The history of creepy dolls

Creepiness, McAndrew says, comes down to uncertainty. “You’re getting mixed messages. If something is clearly frightening, you scream, you run away. If something is disgusting, you know how to act,” he explains. “But if something is creepy… it might be dangerous but you’re not sure it is… there’s an ambivalence.” If someone is acting outside of accepted social norms – standing too close, or staring, say – we become suspicious of their intentions. But in the absence of real evidence of a threat, we wait and in the meantime, call them creepy. The upshot, McAndrew says, is that being in a state of “creeped out” makes you “hyper-vigilant”. “It really focuses your attention and helps you process any relevant information to help you decide whether there is something to be afraid of or not. I really think creepiness is where we respond in situations where we don’t know have enough information to respond, but we have enough to put us on our guard.”

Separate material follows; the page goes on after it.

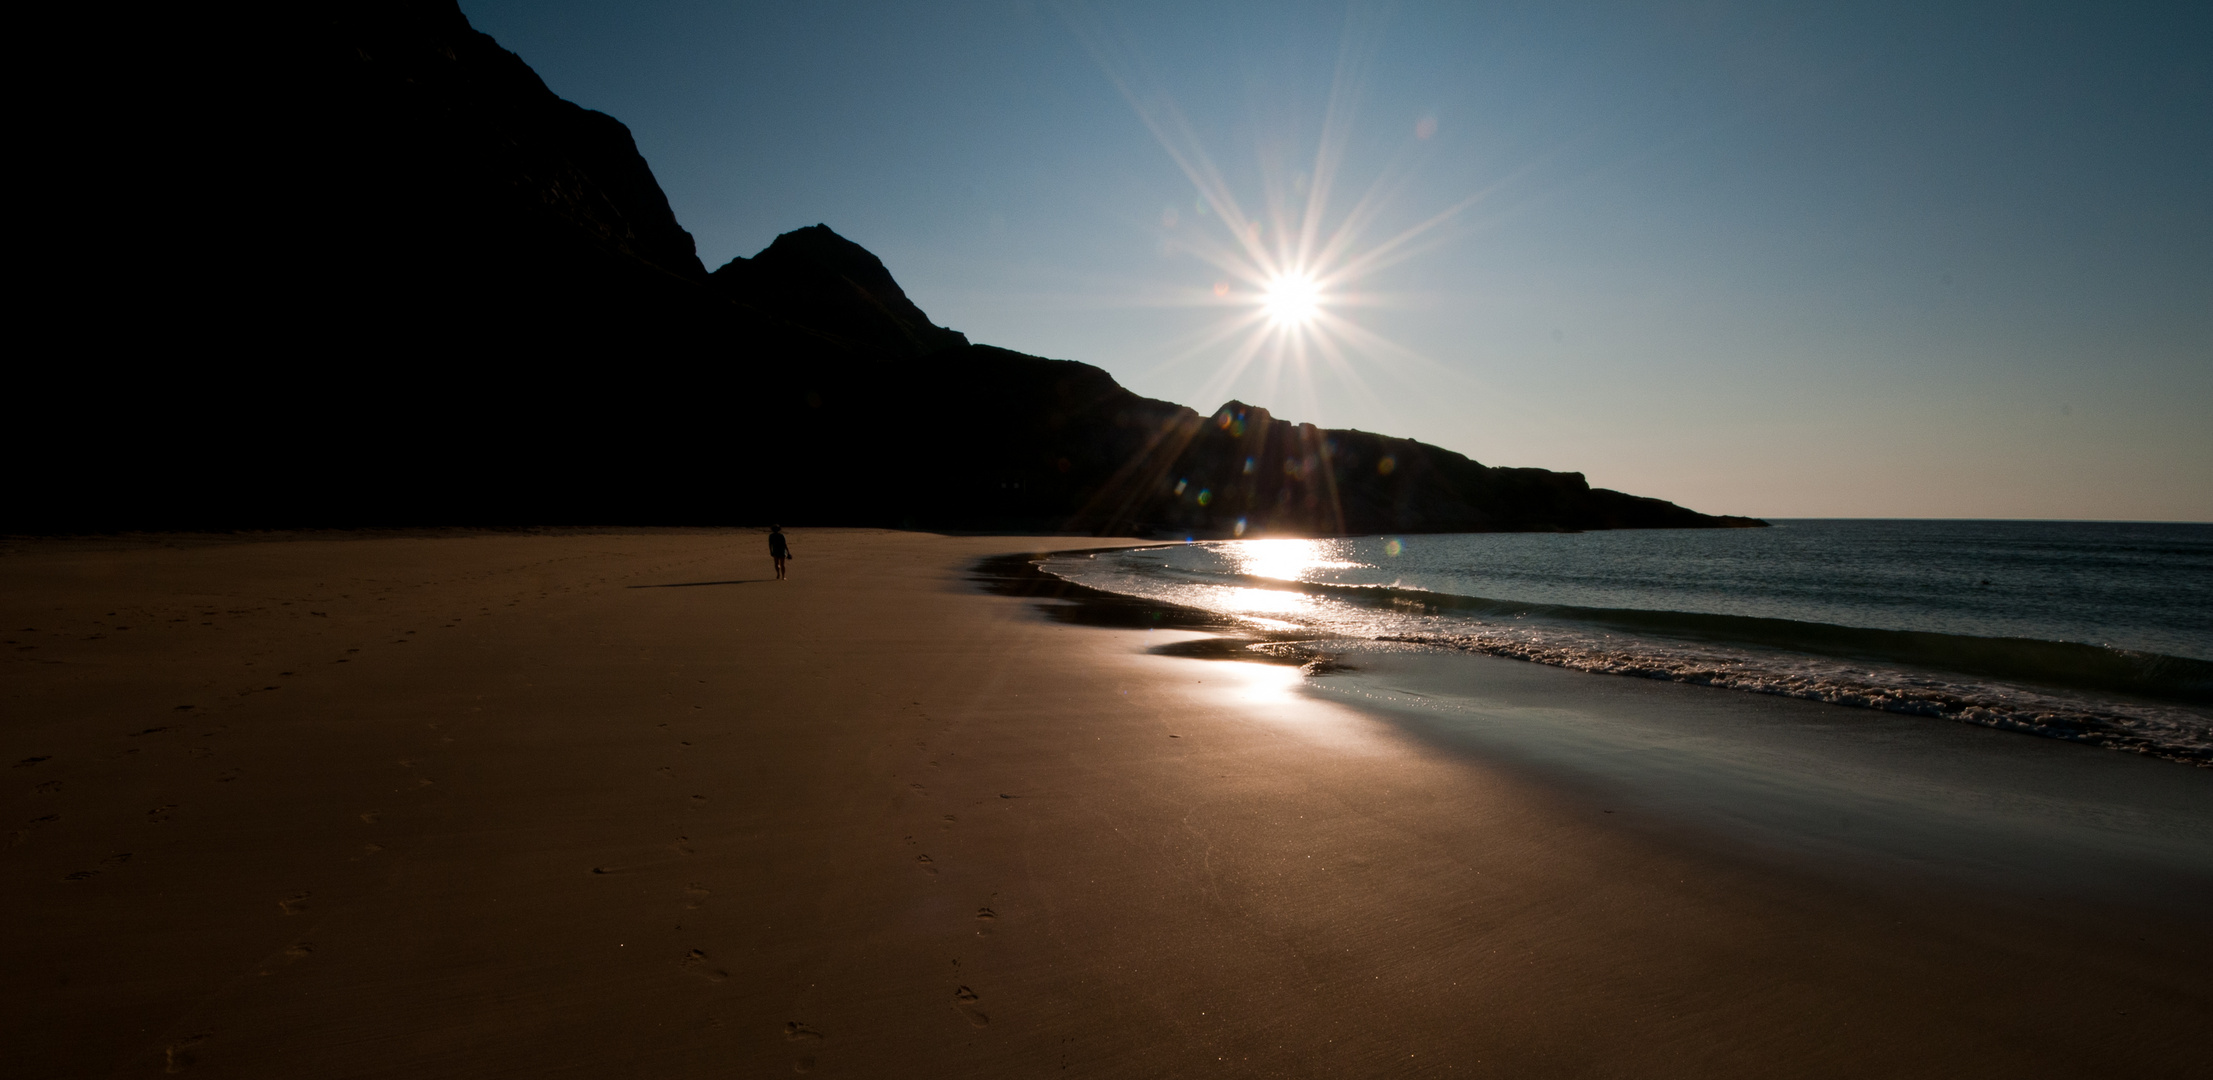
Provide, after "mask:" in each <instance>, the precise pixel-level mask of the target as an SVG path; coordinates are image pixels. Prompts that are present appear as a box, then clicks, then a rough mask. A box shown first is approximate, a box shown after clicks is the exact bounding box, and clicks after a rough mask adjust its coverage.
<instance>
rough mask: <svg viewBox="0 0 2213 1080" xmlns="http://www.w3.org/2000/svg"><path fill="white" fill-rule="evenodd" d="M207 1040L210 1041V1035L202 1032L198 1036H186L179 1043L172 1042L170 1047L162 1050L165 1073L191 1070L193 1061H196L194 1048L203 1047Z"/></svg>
mask: <svg viewBox="0 0 2213 1080" xmlns="http://www.w3.org/2000/svg"><path fill="white" fill-rule="evenodd" d="M206 1040H208V1034H206V1031H201V1034H197V1036H184V1038H179V1040H177V1042H170V1045H168V1047H164V1049H162V1071H164V1073H181V1071H186V1069H190V1067H193V1060H195V1056H193V1047H197V1045H201V1042H206Z"/></svg>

Human survival over countless generations depended on the avoidance of threats; at the same time, humans thrived in groups. The creeped out response, McAndrew theorized, is shaped by the twin forces of being attuned to potential threats, and therefore out-of-the-ordinary behavior, and of being wary of rocking the social boat. “From an evolutionary perspective, people who responded with this creeped out response did better in the long run. People who didn’t might have ignored dangerous things, or they’re more likely to jump to the wrong conclusion too quickly and be socially ostracized,” he explains.

Dolls inhabit this area of uncertainty largely because they look human but we know they are not.